Methodology
The audit pipeline, end to end
9 stages, typed input/output between each. Every stage is open source; every artefact is reproducible.
01INTAKE
Accepts an ERC-8004 agent URL, a raw 8004 agentId, or a GitHub repo URL. Resolves which type of input you gave us.
Output · Audit ID + parsed source
Code · src/pipeline/run.ts
02FETCH
Downloads the repo as a GitHub tarball (no `git` shell-out — works in serverless), pins a concrete commit SHA, extracts to an ephemeral sandbox, builds a file inventory (governance docs present? CI workflows? eval dir?).
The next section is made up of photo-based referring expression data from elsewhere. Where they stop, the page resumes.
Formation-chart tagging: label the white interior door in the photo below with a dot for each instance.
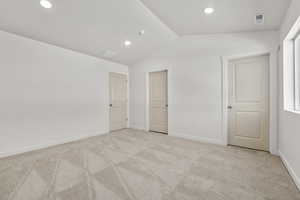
(248, 102)
(159, 101)
(118, 101)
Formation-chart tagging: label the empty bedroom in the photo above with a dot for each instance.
(150, 100)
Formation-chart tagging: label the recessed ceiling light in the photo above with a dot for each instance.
(46, 4)
(141, 32)
(209, 10)
(127, 43)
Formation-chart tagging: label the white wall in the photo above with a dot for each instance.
(50, 95)
(195, 82)
(289, 123)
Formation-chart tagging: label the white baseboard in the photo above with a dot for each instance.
(197, 138)
(290, 169)
(133, 126)
(49, 144)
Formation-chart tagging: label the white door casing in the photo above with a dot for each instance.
(248, 102)
(158, 101)
(118, 101)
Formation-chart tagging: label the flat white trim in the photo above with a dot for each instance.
(272, 110)
(291, 171)
(50, 144)
(197, 138)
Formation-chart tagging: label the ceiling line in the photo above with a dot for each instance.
(149, 11)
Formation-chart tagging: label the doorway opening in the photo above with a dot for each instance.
(158, 102)
(118, 101)
(247, 102)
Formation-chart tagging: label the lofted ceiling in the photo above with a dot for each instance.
(187, 17)
(94, 27)
(100, 27)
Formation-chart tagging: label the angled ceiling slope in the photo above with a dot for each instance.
(188, 18)
(95, 27)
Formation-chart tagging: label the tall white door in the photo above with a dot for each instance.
(118, 101)
(159, 101)
(248, 81)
Output · worktree dir, commitSha, fileCount, languages, FileInventory
Code · src/pipeline/stages/fetch.ts
03RECON
Single-pass scanner. For every text-readable source file (size-capped), applies regex + AST patterns against 21 named signals: agent_framework, logging_hooks, oversight_hooks, eval_artefacts, biometric, employment, content_generation, and so on. Each match contributes evidence to one or more signals.
Output · ReconResult — signals × evidence records
Code · src/pipeline/stages/recon.ts
04SCOPE
Selects which regulation packs to audit against. V0 echoes the user's choice; V1+ will narrow by jurisdiction and broaden by detected signals (e.g. content_generation auto-includes Article 50(2)).
Output · ScopeResult — list of regulation pack IDs
Code · src/pipeline/stages/scope.ts
05MAP
Cross-clause reasoning: derives the risk classification (high / limited / minimal / gpai). For EU AI Act, fires Annex III triggers based on RECON signals (e.g. employment_signals → Annex III §4) and Article 50 triggers from generation/emotion signals.
Output · MapResult — classification, annexIiiCategories, art50Triggers, rationale
Code · src/pipeline/stages/map.ts
06CHECK
Runs each in-scope clause's deterministic rules. Each rule returns a [0..1] score and evidence records. Weighted aggregation produces a per-clause raw score; raw → 0..4 ordinal verdict. Prohibition clauses (Art 5) invert: signal found = violation = fail.
Output · CheckResult per clause — verdict, score, rules breakdown, evidence
Code · src/pipeline/stages/check.ts + src/pipeline/checkers/rules.ts
07VERIFY
Pass-through stub in V0. V1 will invoke an LLM judge on clauses whose raw score lands in the ambiguous band [0.3, 0.7]. Disagreements downgrade verdict.
Output · VerifyResult per clause
08GRADE
Aggregates verdicts to per-regulation averages and an overall score. Excludes n/a + external from the mean.
Output · GradeResult — overallScore + perRegulation breakdown
Code · src/pipeline/stages/grade.ts
09REPORT
Assembles the final AuditReport, computes the canonical bundleHash = sha256 of the stable parts (commit, regulations versions, checker version, sorted clause verdicts). The hash is what gets posted on chain in V1.
Output · AuditReport — durable, shareable, reproducible
Reproducibility contract
For an audit to be third-party verifiable, four inputs must be pinned and re-derivable from the on-chain attestation:
commitSha— exactly which version of the audited repo we read.regulationsVersion— sha256 of the regulation YAML pack used.checkerVersion— pinned git SHA of the checker code at audit time.bundleHash— sha256 of canonical-JSON over all the above plus the sorted clause verdicts.
Anyone can clone our checker at checkerVersion, clone the audited repo at commitSha, load the regulation pack at regulationsVersion, run the pipeline, and compute their own bundleHash. If it matches the on-chain hash, the audit is honest. If not, one of the inputs drifted.
Acknowledgement
The multi-stage security-audit pattern that inspired this regulation-audit pipeline comes from prior work in agentic security tooling — notably the orchestrated RECON → HUNT → VERIFY → GRADE → REPORT flow popularised by hacker-bob.